Induction of CAC by AOM/DSS treatment

Eight to ten-week-old female βERKO (18–23 g) and WT littermates (16–21 g) were allocated to different treatment groups by randomized block design according to age and weight. For the AOM/DSS treatment group, mice were injected once subcutaneously with AOM at 10mg/kg body weight (BW) (NCI Chemical Carcinogen Reference Standards Repository, Kansas City, MO) on day 1 of the first week (wk).

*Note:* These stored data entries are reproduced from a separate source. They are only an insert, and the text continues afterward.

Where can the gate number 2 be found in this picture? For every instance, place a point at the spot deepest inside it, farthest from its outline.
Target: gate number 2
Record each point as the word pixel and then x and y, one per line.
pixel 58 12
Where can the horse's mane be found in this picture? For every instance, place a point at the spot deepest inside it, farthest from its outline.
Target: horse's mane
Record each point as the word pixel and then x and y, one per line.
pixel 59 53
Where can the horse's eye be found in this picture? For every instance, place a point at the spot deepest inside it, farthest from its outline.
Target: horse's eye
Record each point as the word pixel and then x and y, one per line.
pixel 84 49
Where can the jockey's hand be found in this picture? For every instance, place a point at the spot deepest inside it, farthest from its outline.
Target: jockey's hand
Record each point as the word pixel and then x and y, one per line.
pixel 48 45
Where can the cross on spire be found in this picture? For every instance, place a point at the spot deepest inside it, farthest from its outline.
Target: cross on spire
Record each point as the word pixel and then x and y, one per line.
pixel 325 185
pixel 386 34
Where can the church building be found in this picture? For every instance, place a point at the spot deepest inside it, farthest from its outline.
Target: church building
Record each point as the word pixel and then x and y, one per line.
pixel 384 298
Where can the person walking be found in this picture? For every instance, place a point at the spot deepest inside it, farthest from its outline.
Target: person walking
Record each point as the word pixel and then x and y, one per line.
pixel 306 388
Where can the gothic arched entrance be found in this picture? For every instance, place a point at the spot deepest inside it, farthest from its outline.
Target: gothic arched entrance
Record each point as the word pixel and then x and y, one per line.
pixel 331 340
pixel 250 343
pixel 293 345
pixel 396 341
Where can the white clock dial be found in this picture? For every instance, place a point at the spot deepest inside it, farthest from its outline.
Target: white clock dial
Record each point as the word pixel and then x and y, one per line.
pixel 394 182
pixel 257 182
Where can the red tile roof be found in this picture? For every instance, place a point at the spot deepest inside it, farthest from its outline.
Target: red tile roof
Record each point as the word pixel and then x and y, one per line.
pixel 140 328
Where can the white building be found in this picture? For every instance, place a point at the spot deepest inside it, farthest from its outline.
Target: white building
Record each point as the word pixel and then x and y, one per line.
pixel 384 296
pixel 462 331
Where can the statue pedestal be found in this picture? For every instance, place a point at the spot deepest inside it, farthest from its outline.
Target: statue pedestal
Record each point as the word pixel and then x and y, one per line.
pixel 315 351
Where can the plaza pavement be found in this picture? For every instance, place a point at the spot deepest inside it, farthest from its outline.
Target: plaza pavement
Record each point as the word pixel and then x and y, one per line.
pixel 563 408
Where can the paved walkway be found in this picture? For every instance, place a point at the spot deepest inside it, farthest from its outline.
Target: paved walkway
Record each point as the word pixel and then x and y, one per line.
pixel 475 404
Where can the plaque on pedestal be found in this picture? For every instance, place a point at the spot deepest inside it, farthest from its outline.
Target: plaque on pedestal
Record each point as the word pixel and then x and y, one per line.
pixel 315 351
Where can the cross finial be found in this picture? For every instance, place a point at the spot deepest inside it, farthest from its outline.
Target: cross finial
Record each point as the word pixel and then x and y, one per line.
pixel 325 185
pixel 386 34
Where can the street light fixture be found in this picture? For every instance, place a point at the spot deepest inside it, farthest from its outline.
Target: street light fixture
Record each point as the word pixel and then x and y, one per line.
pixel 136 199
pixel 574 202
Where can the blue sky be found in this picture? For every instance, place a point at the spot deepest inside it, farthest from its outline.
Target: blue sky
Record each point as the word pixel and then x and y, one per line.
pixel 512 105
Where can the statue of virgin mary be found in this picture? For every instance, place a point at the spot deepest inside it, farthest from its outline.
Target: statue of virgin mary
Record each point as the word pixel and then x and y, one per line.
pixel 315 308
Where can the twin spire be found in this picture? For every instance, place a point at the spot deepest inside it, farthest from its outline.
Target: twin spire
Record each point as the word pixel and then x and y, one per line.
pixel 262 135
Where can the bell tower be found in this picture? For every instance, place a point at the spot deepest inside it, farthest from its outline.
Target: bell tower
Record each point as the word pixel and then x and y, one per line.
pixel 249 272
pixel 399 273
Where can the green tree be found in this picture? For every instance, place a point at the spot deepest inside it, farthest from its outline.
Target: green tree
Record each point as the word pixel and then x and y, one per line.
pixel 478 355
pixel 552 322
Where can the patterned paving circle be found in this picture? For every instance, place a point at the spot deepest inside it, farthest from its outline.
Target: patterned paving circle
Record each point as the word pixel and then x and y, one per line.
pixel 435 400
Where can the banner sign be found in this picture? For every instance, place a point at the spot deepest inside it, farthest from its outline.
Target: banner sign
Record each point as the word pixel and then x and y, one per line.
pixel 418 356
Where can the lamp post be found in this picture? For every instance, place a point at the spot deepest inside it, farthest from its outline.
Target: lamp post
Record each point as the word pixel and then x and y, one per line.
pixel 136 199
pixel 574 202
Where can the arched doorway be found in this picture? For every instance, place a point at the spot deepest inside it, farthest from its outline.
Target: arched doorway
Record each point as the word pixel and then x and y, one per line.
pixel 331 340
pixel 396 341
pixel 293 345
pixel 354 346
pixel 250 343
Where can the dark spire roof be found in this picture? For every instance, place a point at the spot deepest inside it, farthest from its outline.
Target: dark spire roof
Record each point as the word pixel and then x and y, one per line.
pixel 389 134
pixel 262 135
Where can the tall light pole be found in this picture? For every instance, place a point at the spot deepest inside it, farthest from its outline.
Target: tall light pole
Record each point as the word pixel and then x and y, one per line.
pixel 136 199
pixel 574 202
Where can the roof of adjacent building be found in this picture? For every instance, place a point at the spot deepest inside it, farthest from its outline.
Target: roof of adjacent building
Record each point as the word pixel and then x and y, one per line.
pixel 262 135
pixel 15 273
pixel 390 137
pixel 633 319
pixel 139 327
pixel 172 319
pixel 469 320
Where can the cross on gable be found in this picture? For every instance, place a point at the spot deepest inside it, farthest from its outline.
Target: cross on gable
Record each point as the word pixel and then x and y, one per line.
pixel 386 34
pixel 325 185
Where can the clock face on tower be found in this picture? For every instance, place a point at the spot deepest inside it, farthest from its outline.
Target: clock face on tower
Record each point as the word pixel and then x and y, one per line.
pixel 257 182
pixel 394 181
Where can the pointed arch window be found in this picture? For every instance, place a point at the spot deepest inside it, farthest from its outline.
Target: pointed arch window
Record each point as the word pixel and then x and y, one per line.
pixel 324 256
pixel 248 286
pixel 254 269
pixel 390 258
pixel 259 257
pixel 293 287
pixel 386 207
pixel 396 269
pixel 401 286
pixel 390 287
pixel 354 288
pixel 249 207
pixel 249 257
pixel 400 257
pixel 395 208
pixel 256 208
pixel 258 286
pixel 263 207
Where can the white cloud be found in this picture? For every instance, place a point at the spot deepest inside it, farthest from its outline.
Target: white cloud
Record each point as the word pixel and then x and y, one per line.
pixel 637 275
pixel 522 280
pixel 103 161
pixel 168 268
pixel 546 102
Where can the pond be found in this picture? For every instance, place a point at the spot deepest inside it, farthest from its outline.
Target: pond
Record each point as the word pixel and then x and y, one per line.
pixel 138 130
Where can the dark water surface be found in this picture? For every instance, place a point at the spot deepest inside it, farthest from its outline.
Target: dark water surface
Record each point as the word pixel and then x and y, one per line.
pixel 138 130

One wk later, these mice were exposed orally to 2.5% DSS (MP Biomedicals, LLC, Solon, OH) in their drinking water ad libitum for 7 days, after which the water was changed back to regular drinking water. A negative control group was used for each genotype in order to assess potential differences in clinical observations and estradiol production between AOM/DSS-treated and vehicle-treated mice. For this, the chemical treatment was substituted by treatment with the vehicle only, saline (0.90% NaCl) or regular drinking water for AOM and DSS, respectively. Mice were sacrificed by CO2 asphyxiation on wk 9 and 16, or when the mice developed anal prolapse and/or lost ≥ 20% BW.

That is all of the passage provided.